Artificial Intelligence Lab Seminar

2012 Nov 23 at 11:30

DC 2306C (AI Lab)

Grid Search is a Bad Hyperparameter Optimization Algorithm

James Bergstra, Postdoctoral researcher, Centre for Theoretical Neuroscience, Univ. Waterloo

Grid search and manual search are the most widely used strategies for hyperparameter optimization. Manual search is well known to produce results that are difficult to reproduce. In this talk, I will argue that grid and manual search are inefficient and ineffective compared with alternatives based on Bayesian optimization and even random search. I draw empirical support from a large previous study that used grid search and manual search toconfigure neural networks and Deep Belief Networks. Analysis of the response surface function from hyperparameters to validation set performance reveals that for most data sets only a few of the hyperparameters really matter, but critically, different hyperparameters are important on different data sets. This property makes grid search a poor choice for configuring these algorithms for new data sets, and casts some light on why recent ``High Throughput'' methods based on random search achieve surprising success: they are not bogged down by irrelevant hyperparameters. In cases where brute force methods are not sufficiently efficient, Bayesian optimization offers a principled, practical, and effective framework for search. I will present recent and ongoing work on improved model selection of Deep Belief Networks andmulti-layer visual system models by Bayesian optimization.
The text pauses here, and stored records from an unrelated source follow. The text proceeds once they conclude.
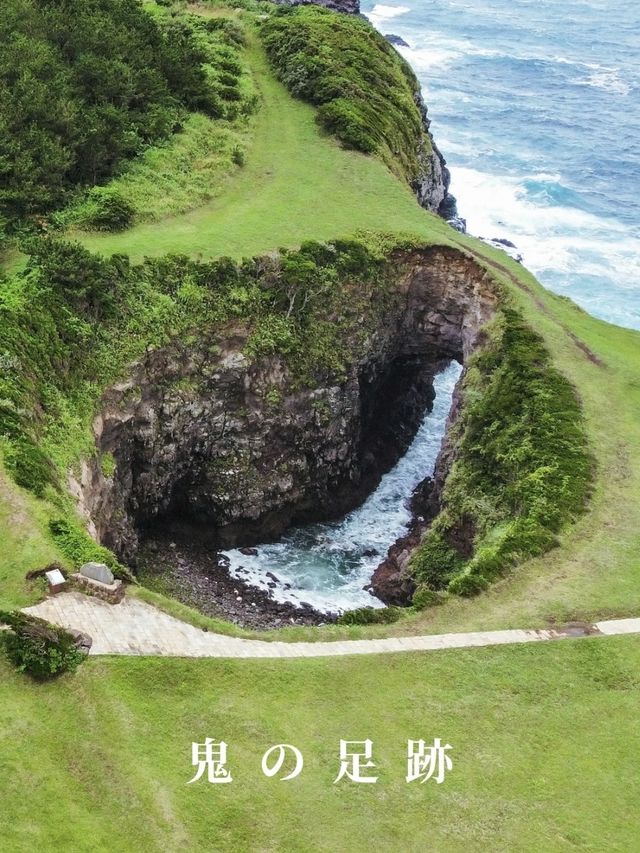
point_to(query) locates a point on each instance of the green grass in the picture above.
(545, 746)
(296, 185)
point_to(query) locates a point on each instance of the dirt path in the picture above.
(136, 628)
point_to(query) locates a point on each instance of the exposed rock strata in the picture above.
(200, 433)
(350, 7)
(432, 184)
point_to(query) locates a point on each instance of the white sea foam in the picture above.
(559, 243)
(327, 565)
(607, 79)
(381, 13)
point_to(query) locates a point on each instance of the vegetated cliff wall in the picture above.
(366, 94)
(199, 432)
(350, 7)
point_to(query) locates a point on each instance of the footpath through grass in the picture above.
(545, 748)
(296, 185)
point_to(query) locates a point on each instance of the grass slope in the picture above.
(540, 735)
(296, 185)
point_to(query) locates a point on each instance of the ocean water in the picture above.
(535, 104)
(327, 565)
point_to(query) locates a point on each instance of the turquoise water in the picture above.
(536, 107)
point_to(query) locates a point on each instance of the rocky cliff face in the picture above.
(432, 184)
(200, 433)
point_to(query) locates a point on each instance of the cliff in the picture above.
(200, 432)
(350, 7)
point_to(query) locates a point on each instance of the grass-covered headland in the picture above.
(201, 144)
(364, 91)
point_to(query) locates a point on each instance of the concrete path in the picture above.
(136, 628)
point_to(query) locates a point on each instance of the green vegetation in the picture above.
(365, 92)
(38, 648)
(195, 163)
(538, 734)
(85, 85)
(295, 185)
(370, 616)
(523, 468)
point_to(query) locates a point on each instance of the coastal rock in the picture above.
(395, 40)
(197, 441)
(431, 186)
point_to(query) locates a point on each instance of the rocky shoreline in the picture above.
(185, 568)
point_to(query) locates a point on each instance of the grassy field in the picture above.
(545, 737)
(545, 747)
(296, 185)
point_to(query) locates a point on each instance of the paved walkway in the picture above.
(136, 628)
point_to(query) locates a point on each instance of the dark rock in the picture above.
(398, 41)
(227, 470)
(459, 223)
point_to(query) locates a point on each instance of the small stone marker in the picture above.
(56, 580)
(98, 572)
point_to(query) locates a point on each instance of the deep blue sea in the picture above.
(536, 106)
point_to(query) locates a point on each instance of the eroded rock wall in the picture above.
(197, 431)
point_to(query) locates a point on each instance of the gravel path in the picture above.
(136, 628)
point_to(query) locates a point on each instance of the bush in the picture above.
(78, 547)
(29, 466)
(38, 648)
(107, 210)
(522, 468)
(370, 616)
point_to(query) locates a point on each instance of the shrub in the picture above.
(370, 616)
(38, 648)
(522, 469)
(78, 547)
(107, 210)
(29, 466)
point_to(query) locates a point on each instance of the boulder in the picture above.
(98, 572)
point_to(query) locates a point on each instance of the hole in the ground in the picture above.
(324, 565)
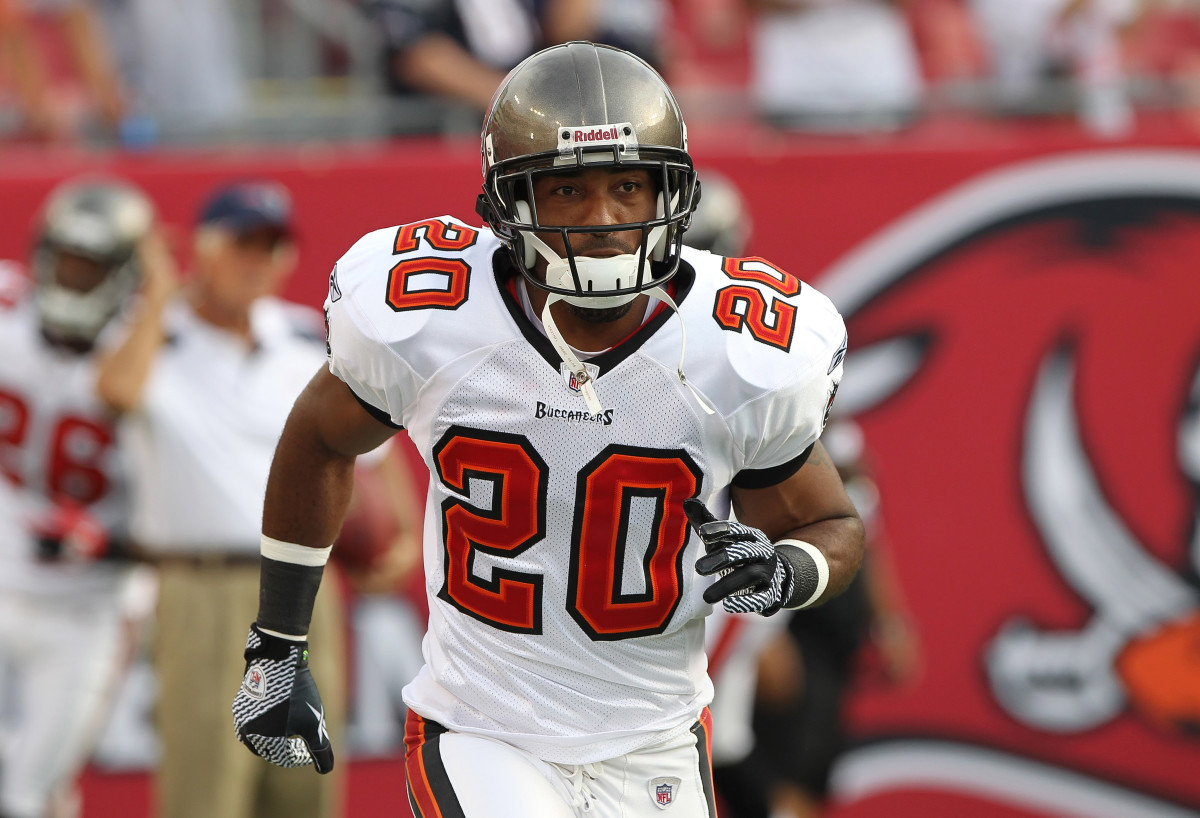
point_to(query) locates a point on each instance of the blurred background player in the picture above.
(66, 612)
(443, 60)
(807, 678)
(203, 382)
Bio: James Bergstra is a postdoctoral researcher at the University of Waterloo working in the Centre for Theoretical Neuroscience under Chris Eliasmith. His research has focused by turns on visual system models and learning algorithms, hyperparameter optimization, high performance computing, and music information retrieval. He moved to the University of Waterloo from Harvard University where he worked for a year in David Cox's Computer and Biological Vision lab. He completed doctoral studies at the University of Montreal in July 2011 under the direction of Professor Yoshua Bengio with a dissertation on how to incorporate complex cells into deep learning models. In the course of his graduate work he co-developed Theano, an open source optimizing compiler that can make use of Graphics Processing Units (GPUs) for high-performance computation. He completed a Masters in 2006 under the direction of Douglas Eck on algorithms for classifying recorded music by genre.